It all started with an announcement in the school newsletter. In November 2004, parents at the Shamrock Middle School in DeKalb County, Georgia, were notified of a PTA meeting in January to discuss a new abstinence-only-until-marriage curriculum for eighth graders.
Sue Briss was one of several parents for whom a red flag was raised as soon as she read the words “abstinence-only.” As local parents like Briss started sharing their concerns with one another about the new curriculum, they soon formed a loose-knit group dedicated to looking deeper into the situation. In the end, about 15 parents organized and spent the months of December and January researching the curriculum, meeting with the principal, and trying to sound the alarm throughout the community.

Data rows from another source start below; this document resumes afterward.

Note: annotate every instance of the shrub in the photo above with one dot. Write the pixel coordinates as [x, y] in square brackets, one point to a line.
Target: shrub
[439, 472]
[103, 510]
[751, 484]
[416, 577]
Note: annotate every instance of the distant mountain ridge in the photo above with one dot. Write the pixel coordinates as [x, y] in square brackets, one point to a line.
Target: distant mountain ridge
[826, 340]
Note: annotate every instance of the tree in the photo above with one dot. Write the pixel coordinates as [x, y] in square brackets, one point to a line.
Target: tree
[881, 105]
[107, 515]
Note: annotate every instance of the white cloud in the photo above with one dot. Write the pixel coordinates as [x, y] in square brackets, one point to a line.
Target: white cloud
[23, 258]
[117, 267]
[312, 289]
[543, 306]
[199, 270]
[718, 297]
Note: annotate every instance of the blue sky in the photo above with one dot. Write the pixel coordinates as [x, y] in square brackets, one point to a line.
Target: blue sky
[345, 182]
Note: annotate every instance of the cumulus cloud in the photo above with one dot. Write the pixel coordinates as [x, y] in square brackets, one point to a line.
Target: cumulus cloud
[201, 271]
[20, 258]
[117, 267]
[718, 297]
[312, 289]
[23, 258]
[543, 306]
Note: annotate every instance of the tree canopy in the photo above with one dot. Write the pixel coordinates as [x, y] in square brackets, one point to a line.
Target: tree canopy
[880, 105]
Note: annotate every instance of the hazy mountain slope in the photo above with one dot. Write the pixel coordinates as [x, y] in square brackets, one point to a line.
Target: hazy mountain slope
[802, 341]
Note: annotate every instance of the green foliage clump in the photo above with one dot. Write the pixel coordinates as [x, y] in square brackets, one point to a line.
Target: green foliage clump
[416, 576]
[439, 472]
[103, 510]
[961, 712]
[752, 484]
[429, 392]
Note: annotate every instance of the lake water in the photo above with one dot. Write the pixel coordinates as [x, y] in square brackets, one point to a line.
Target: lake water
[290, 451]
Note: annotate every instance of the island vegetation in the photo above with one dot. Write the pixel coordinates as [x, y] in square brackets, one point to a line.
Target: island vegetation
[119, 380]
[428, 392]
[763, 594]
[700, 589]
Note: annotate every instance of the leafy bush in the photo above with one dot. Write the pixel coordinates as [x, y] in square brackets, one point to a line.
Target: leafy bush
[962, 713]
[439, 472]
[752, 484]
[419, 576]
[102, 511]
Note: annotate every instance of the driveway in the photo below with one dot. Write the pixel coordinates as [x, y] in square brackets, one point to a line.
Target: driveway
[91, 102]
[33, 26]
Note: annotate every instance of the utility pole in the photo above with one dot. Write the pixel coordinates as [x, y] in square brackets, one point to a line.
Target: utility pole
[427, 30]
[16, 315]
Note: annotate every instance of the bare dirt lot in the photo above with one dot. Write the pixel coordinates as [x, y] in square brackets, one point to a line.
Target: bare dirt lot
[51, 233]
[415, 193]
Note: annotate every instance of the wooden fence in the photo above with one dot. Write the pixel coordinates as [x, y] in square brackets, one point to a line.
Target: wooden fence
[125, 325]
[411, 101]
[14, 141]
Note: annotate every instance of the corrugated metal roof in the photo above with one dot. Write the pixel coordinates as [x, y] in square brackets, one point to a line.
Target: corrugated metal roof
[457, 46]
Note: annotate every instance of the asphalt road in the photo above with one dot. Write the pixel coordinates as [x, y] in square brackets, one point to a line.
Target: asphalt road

As luck would have it, in early December, the proposed curriculum, Choosing the Best, was singled out in a report by a Congressional committee, which listed it as one of 11 curricula used by federally funded abstinence-only-until-marriage programs that contain false and misleading information and perpetuate harmful stereotypes.
For Briss, Choosing the Best posed more than just accuracy problems. She was also concerned with a lack of privacy. The curriculum’s workbook had students answer all sorts of personal questions, including family information, drinking habits, and sexual experiences. All of which was collected in a workbook bearing the student’s name and handed back to the teacher.
Needless to say, when the PTA meeting rolled around in January of this year, the parents in DeKalb County were armed and ready. The questions began as soon as the representative from Choosing the Best started his presentation, and they continued throughout the meeting. Afterwards a reporter from The Atlanta Journal Constitution who was covering the story found out that Choosing the Best had never gone through the appropriate channels for approval by the school board, and in March the curriculum was removed from the schools.
Even though Briss and her fellow parents achieved local success, many of them don’t plan on leaving behind this issue any time soon. They formed Georgia Parents for Responsible Health Education and are taking their cause for comprehensive sex education to the greater metro area in Atlanta. This fall they will hold forums called “Let’s Talk” for parents to start a dialog about sex education and discuss what kind of education they want for their kids. In Briss’s view, “Any solid sex ed program is going to emphasize abstinence and refusal skills, but it is equally important to give kids the facts when it comes to contraception. This information is vital in protecting against STDs, HIV, and unintended pregnancies.” Parents shouldn’t just sit back and assume that their kids are getting proper sex ed. They need to be proactive, and as Briss said, “When they do become informed, many parents are starting to realize that they got better sex ed in school than their kids are currently getting.” It’s hard to believe that we, as a country, could be moving backwards instead of forwards when it comes to sex ed; however, Briss’s story makes clear that even with a small group of people it’s possible to reverse course.